With a voice like a freight train soundtracked by the warmest twang, Trevor McSpadden returns to Barmel backed by a full band. Accompanied by Steve Mugalian (Chicago, IL) on drums, Philip McArdle (Athens, GA) on electric guitar, and Tom Ward (San Diego, CA) on bass, the honky tonker promotes dancing, romance and a western spirit. This year, McSpadden released two albums—a collection of crooners titled Let's Fall Together, followed by a live recorded set at San Diego's Grand Ole BBQ. The former lead singer of the Hoyle Brother proves that if 2017's records are a testament to his live shows, attendees will experience plenty of country swinging, contented ears and fluttering hearts.

- Victoria Stoker, Monterey County Weekly, October 2017

Amarillo native Trevor McSpadden moved to Chicago in 2005 expecting his love for old-school honky-tonk to go undernourished, but within a few years he found kindred souls and landed a gig that would launch his career.

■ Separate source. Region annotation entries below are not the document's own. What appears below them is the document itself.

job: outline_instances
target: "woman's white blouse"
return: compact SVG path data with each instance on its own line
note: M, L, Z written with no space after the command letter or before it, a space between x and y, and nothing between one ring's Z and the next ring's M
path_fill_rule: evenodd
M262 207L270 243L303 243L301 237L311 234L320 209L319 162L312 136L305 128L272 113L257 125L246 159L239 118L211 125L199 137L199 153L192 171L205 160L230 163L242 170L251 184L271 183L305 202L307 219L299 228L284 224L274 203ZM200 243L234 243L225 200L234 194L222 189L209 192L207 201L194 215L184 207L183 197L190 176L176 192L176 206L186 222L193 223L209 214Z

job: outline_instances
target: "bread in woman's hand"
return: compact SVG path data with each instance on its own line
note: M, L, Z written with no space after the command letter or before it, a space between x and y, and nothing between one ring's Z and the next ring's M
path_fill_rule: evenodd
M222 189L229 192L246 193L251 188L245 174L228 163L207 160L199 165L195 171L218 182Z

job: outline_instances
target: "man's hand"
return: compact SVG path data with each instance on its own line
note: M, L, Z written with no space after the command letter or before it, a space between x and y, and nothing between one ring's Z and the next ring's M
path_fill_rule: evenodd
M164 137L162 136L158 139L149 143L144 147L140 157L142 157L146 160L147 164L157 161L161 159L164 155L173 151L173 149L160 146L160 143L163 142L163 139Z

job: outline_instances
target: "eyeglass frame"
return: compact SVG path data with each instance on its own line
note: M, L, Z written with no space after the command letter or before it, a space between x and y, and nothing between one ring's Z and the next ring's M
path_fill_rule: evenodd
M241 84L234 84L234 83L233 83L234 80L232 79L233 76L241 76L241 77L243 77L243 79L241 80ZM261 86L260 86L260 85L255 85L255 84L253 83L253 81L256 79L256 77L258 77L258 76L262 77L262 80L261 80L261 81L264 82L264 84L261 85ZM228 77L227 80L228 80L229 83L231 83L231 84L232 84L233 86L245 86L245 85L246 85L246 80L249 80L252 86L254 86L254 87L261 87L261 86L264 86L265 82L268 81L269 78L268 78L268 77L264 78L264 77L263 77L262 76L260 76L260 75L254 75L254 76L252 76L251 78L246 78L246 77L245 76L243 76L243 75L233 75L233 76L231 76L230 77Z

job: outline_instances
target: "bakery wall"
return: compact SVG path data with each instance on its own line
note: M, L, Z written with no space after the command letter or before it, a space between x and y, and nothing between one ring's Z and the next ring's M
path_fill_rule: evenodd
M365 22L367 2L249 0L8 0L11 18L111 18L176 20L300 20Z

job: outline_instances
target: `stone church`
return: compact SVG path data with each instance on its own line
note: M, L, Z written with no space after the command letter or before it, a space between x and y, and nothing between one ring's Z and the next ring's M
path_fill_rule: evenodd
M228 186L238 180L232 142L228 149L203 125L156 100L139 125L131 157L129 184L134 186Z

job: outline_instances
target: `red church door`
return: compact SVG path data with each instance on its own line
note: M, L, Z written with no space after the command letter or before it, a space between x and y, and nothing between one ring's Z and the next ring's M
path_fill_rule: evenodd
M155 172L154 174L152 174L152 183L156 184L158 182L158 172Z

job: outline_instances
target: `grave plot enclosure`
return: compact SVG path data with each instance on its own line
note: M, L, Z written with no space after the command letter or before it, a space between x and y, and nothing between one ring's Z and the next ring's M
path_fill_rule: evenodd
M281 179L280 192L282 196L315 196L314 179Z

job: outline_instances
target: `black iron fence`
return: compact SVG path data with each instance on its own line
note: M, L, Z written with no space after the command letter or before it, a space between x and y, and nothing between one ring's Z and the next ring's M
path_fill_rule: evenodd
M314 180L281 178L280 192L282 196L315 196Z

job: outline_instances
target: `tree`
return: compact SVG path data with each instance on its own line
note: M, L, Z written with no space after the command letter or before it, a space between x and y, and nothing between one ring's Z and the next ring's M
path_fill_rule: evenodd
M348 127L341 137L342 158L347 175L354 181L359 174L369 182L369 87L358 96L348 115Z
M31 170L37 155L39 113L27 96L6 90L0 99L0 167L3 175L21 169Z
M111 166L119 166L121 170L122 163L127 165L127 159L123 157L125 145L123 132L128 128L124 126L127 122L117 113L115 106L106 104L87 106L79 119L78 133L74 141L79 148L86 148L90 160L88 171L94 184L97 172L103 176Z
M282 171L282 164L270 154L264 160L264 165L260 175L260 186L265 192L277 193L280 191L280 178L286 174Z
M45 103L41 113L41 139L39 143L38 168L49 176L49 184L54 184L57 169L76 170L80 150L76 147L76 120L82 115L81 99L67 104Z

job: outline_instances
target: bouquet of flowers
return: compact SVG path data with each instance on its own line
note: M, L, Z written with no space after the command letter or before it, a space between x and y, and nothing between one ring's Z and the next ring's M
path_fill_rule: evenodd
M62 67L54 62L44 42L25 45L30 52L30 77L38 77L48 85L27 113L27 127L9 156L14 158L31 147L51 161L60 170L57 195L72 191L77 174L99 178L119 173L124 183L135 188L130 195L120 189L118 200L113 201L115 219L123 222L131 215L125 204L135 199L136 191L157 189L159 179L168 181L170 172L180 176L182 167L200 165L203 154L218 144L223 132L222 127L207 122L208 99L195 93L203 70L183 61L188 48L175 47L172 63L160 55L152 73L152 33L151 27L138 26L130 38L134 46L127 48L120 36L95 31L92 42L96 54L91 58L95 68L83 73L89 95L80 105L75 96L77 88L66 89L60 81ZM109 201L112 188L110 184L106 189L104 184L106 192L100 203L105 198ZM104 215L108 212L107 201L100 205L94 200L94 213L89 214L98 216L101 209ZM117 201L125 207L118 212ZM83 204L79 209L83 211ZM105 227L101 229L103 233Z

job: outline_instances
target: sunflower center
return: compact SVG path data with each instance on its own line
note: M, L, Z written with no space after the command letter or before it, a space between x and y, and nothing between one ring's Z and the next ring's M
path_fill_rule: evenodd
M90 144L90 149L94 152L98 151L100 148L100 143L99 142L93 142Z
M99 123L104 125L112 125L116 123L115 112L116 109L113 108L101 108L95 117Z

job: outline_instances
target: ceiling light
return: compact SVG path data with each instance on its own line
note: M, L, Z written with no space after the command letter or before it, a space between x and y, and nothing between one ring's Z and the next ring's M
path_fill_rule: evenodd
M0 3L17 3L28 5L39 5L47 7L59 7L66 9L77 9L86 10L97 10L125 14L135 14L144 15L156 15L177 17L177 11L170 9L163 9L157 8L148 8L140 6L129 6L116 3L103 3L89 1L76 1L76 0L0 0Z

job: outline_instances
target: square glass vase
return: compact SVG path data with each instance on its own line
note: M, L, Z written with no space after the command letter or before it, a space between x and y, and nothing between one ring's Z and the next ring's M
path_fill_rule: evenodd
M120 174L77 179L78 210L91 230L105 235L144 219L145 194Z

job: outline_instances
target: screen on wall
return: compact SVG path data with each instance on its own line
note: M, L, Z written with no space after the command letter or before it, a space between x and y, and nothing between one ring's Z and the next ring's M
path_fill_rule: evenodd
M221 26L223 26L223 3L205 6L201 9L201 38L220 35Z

Between 2008 and 2013 McSpadden served as lead singer for local country institution the Hoyle Brothers, pushing a solid band toward greatness (the combo managed to survive his loss, though his departure has certainly stung). Following a brief stint in Nashville, McSpadden packed his bags for San Diego and just recently dropped his second solo album, The Only Way (Chaparral Street Music). A blast of soulful twang, with frequent Tex-Mex flavors, the record was produced by Pete Anderson, the guy who guided Dwight Yoakam’s sound for many years. It shows again that McSpadden has no interest in reinventing honky-tonk, instead preferring to find new wrinkles deep within the genre—here a crisp rhythm attack in combination with the woozy pedal steel and flanged rhythm guitar of the 70s surrounds his unfussy singing. Most of his songs deal with familiar strains of heartbreak, infidelity, and romantic longing: “His Wedding Ring Is Gone” employs a Hangover-like conceit, with the subject regretfully waking up to realize he’s hawked his wedding ring for a night of drunken sex, while “Write a Song for You” cleverly finds the narrator wagging his finger at an ex, betraying his indifference while singing, “I’ve wasted enough time / Why would I waste a rhyme?”